4. Term and Termination. This EULA starts on the date You access the Software and runs for the term of your access to or license for the Edge Platform. Either party may terminate this EULA by giving written notice to the other party (which, in the case of You providing notice to Google, shall be sent to 1600 Amphitheatre Parkway / Mountain View, California 94043 / USA / Attention: Legal Department). Google may terminate this EULA immediately upon a material breach of this EULA by You. On termination of this EULA, all rights granted to You will immediately cease.
5. Injunctive Relief. You acknowledge that a remedy at law for any breach or attempted breach of this EULA will be inadequate and therefore Google will be entitled to specific performance and injunctive and other equitable relief in case of any such breach or attempted breach. You waive any requirement for the securing or posting of any bond in connection with the obtaining of any such injunctive or other equitable relief.
6. Applicable Law. You will comply with all applicable laws and regulations with respect to the Software, including all applicable domestic and international export laws, copyright laws, intellectual property laws, International Traffic in Arms Regulations (ITAR) and U.S. Office of Foreign Assets Control (OFAC) regulations.
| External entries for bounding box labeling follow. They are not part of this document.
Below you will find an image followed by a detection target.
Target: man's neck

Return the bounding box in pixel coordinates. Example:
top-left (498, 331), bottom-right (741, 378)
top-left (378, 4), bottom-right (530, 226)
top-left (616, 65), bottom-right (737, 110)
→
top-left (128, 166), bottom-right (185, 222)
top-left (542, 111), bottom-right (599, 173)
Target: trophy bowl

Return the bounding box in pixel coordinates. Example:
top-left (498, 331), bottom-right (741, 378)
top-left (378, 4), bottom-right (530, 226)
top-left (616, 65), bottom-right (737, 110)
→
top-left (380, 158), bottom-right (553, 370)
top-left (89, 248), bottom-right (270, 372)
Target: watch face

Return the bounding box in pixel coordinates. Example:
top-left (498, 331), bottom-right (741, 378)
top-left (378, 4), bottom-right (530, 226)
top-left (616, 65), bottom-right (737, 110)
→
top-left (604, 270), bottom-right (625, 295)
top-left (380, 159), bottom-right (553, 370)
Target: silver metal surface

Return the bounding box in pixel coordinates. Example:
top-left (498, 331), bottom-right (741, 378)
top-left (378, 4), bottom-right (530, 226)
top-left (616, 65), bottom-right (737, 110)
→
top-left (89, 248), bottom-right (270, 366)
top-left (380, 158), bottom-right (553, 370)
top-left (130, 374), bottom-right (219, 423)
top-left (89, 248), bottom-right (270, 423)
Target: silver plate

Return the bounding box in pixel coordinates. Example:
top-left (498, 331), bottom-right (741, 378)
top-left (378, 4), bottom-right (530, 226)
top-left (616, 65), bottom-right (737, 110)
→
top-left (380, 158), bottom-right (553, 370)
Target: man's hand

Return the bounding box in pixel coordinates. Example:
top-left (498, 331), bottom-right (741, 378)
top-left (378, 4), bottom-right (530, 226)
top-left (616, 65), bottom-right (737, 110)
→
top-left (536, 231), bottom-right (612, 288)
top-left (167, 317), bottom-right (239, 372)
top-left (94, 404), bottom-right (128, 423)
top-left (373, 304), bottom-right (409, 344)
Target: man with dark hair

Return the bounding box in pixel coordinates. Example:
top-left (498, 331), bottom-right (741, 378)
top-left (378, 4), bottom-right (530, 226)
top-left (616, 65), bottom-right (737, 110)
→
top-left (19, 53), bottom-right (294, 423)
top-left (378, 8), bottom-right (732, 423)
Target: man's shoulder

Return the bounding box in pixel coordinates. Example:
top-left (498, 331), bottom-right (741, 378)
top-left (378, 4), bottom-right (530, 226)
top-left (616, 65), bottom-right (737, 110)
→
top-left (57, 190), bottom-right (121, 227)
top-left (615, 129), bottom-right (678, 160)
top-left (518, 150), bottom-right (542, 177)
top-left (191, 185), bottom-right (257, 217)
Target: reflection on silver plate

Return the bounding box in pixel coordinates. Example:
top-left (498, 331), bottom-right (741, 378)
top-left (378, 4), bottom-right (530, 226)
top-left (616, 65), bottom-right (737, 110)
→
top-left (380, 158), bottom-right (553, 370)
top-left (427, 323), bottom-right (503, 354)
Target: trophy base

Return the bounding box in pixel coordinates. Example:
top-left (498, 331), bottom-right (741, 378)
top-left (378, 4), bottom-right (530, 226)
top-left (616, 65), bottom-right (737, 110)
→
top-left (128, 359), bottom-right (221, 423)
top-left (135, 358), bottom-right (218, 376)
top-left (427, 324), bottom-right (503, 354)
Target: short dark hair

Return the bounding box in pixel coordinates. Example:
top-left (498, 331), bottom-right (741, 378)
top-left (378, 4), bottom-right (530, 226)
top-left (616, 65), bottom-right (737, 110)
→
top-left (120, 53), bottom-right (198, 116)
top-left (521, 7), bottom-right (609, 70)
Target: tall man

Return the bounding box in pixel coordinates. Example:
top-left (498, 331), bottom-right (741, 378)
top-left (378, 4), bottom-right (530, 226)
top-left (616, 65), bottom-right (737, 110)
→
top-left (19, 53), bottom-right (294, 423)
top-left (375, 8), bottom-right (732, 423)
7. General. All claims arising out of or relating to this EULA or any related Google products or services will be governed by California law, excluding California’s conflict of laws rules, and will be litigated exclusively in the federal or state courts of Santa Clara County, California; You consent to personal jurisdiction in those courts. You will not assign or delegate any of your rights or obligations under this EULA. If a party experiences a change of control (e.g., through a stock purchase or sale, merger, or other form of corporate transaction): (a) that party will give written notice to the other party within 30 days after the change of control; and (b) the other party may immediately terminate this EULA any time between the change of control and 30 days after it receives that written notice. Neither party will be liable for failure or delay in performance to the extent caused by circumstances beyond its reasonable control (force majeure). Neither party will be treated as having waived any rights by not exercising (or delaying the exercise of) any rights under this EULA. This EULA does not create any agency, partnership, or joint venture between the parties; nor does it confer any benefits on any third party unless it expressly states that it does. This EULA states all terms agreed between the parties and supersedes all other agreements between the parties relating to its subject matter. In agreeing to this EULA, neither party has relied on, and neither party will have any right or remedy based on, any statement, representation or warranty (whether made negligently or innocently), except those expressly stated in this EULA. If any term (or part of a term) of this EULA is invalid, illegal or unenforceable, the rest of the EULA will remain in effect.